The exhibit starts by placing the traditional history of Venice’s construction next to a reprint of the Hippie Phone Book, a lovingly illustrated Yellow Pages-style guide to the community’s characters and businesses from the 1970s. Each room is meant to introduce another world in Venice’s historical multiverse.
It’s a lot to try to fit into a few hundred square feet and five rooms.
“In history you’re always prioritizing something and leaving something else out,” Carfello said. “So you hope to have an audience that understands that.”
For anything left out, Carfello says, the museum is seeking materials for future exhibits. He encourages anyone with vivid memories of Venice to donate documents and share their histories.
For the record:
12:23 p.m. May 17, 2024A previous version of this column referred to a project for Black economic empowerment as Power, Inc. The correct name of the effort is Action, Inc. The column also incorrectly identified the person pictured in an enlarged museum photo as Arthur Reese. The photo is of Edward Reese, Arthur’s brother.
Naomi Nightingale, a Venice native, professor and historian, contributed materials for the part of the exhibit that addresses Action , Inc., an ambitious plan by a group of investors to build a center for Black commerce and suburban residential life. But she says she still has questions about the museum.
Nightingale has seen plenty of worlds built in her years in Venice, but what has affected her more is their dismantling. She remembers the names of the Black families who had to sell their houses so the city could build a dog park. She can recall the city outreach meetings for zoning and planning changes that turned Venice into a real estate cashbox decades ago and how few people showed up.
“The everyday person in Venice was blindsided by the real estate takeover,” Nightingale said. “Because when you are treated as if nobody cares about you for years, you begin to believe it. And so you make it on your own.”
She was born during a time when Black people couldn’t buy houses east of Lincoln Boulevard, but they made good lives anyway. It was a place where you might put on your slippers at night and run down the street for a gallon of milk. Less surfing and bongs, more picnics at the beach, and grocery stores that would let you run a tab because the owner knew your parents. They had to sit in the back of the local movie theater, but at least they could still go.
“Even if you grew up poor, you still do enjoy your life, figure out how to be happy, if only because you don’t know any other way,” Nightingale said.
She’s troubled by how many people never knew there was a Black community in Venice. It’s hard to focus on preserving history when she sees the Oakwood of her youth fade a little more each day. She’s hoping history can draw attention to modern-day gentrification.
“They continue to build proverbial train tracks, with us on the other side,” Nightingale said.
History, especially in Venice, is biased toward the wild, weird and wondrous. We remember a compelling story more easily than we remember a true one. For example, Kinney is widely credited as the founding father of Venice, which was inspired by his childhood trips to Europe.

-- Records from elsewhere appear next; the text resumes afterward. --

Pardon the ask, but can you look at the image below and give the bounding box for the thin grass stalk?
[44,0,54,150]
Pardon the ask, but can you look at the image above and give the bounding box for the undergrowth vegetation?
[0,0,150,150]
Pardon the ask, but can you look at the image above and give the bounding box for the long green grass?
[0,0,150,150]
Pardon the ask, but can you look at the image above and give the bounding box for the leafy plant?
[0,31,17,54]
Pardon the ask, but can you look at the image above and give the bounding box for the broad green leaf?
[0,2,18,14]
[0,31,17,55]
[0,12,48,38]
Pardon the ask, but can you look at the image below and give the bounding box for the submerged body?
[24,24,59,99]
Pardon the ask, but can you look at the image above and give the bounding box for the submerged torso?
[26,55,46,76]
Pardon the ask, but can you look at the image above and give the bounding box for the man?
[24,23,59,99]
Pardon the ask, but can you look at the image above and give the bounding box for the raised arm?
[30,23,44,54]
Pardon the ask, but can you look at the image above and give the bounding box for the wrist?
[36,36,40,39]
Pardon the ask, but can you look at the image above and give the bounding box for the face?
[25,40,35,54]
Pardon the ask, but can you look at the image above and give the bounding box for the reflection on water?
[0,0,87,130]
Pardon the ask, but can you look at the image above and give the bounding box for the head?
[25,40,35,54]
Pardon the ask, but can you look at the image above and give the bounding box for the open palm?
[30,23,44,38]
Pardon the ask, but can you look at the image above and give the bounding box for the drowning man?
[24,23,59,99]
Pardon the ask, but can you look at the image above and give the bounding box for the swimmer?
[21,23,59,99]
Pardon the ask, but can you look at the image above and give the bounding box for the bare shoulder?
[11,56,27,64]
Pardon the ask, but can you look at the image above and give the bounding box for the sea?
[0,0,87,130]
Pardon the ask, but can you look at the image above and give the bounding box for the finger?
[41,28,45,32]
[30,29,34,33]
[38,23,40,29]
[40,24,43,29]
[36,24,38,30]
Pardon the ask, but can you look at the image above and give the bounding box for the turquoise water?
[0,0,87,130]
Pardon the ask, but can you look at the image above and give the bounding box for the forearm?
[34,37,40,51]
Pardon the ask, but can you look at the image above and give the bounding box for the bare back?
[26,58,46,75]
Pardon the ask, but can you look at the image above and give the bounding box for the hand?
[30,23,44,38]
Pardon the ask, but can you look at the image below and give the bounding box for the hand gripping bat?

But I was surprised to find local newspaper records in the museum showing developers had broken ground on a project pitched as a “modern Venice” in 1902, three years before Kinney’s project opened. And the whimsical visuals that Venice became known for were actually designed and built by Arthur Reese, who became one of the area’s first Black residents.

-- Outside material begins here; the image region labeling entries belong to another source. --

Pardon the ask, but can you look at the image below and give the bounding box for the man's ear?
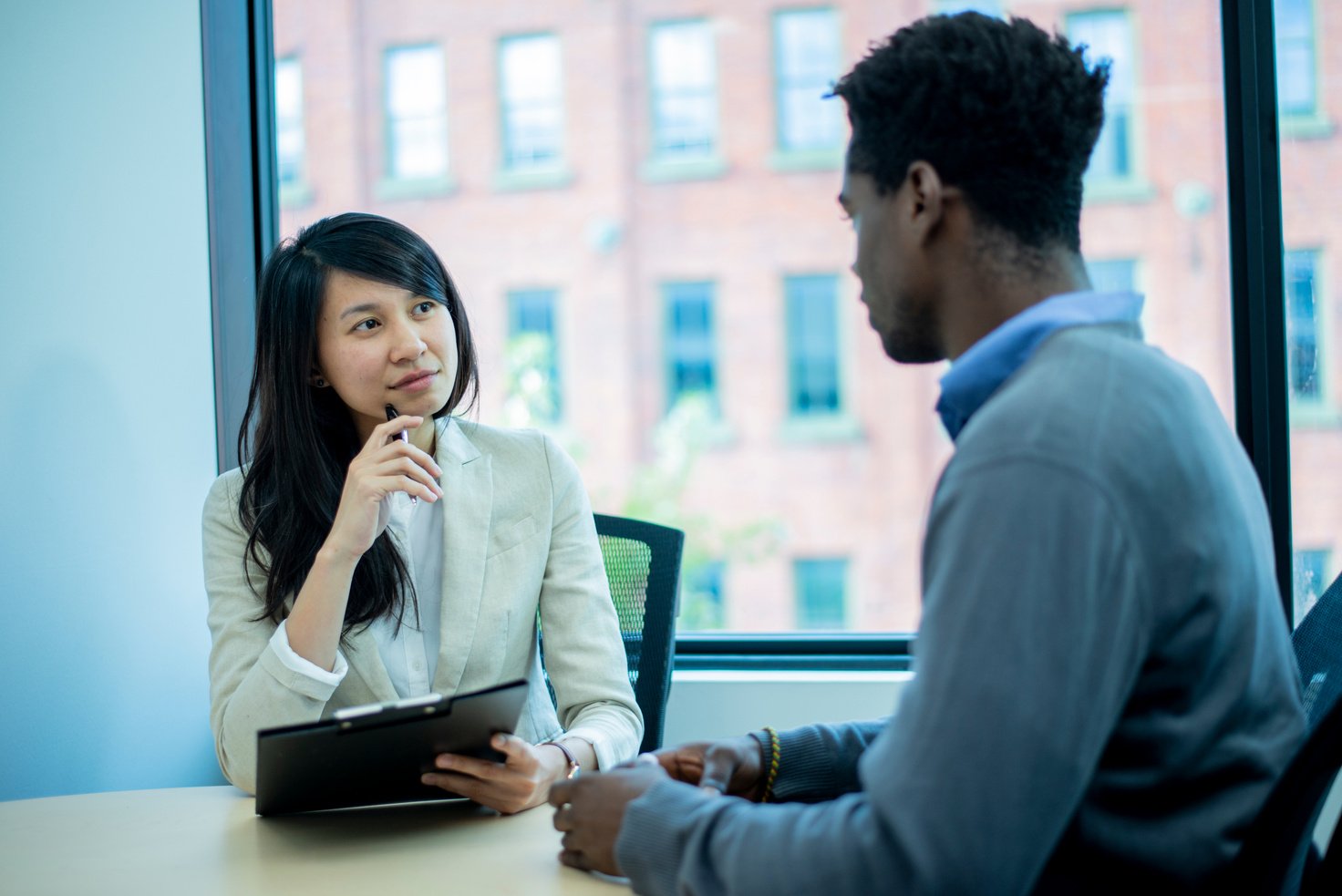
[904,160,946,242]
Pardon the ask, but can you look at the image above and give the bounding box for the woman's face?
[315,270,458,447]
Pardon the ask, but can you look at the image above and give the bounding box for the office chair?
[541,514,685,753]
[1217,577,1342,896]
[594,514,685,753]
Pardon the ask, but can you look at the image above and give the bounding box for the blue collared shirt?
[936,291,1143,438]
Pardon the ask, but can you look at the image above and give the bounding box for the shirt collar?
[936,291,1143,438]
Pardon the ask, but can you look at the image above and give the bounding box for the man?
[551,14,1303,896]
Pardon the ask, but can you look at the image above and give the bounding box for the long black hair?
[238,213,480,638]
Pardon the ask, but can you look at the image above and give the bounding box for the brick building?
[275,0,1342,631]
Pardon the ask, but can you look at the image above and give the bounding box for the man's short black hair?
[833,12,1109,251]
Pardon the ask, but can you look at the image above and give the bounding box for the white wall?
[0,0,222,799]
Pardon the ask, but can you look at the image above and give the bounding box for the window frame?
[503,285,565,427]
[1063,4,1154,204]
[377,42,455,199]
[275,52,312,208]
[495,31,569,182]
[201,0,1294,669]
[657,278,722,421]
[769,4,844,155]
[1272,0,1333,139]
[642,16,726,181]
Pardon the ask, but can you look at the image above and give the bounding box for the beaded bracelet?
[759,725,782,802]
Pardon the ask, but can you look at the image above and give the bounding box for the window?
[259,0,1277,644]
[936,0,1003,19]
[500,35,563,170]
[275,57,305,196]
[1291,550,1331,625]
[1285,251,1323,401]
[1272,0,1318,118]
[662,283,718,413]
[784,273,840,417]
[793,560,848,629]
[773,9,844,150]
[1067,9,1137,185]
[676,561,726,632]
[649,22,718,161]
[385,47,447,180]
[1086,259,1137,293]
[506,290,563,427]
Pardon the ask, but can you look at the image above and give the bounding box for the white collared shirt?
[270,482,444,697]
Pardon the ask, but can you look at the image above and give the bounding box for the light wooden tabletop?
[0,788,629,896]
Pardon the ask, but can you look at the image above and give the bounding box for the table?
[0,788,629,896]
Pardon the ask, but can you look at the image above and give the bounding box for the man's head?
[835,12,1109,362]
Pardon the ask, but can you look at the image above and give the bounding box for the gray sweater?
[616,324,1303,896]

Reese’s brother, Edward Reese is the first thing you see when you walk into the museum, an enlarged photo that depicts him with the ceremony befitting one of Venice’s founding fathers. Carfello hopes future exhibits can take on some of the neighborhood’s untold histories. Future exhibition subjects might include gang injunctions, Chicano community histories and Venice Beat poets, he said.
“We wanted to present the history of this place, but we also want to give visitors a new way of thinking about history,” Carfello said.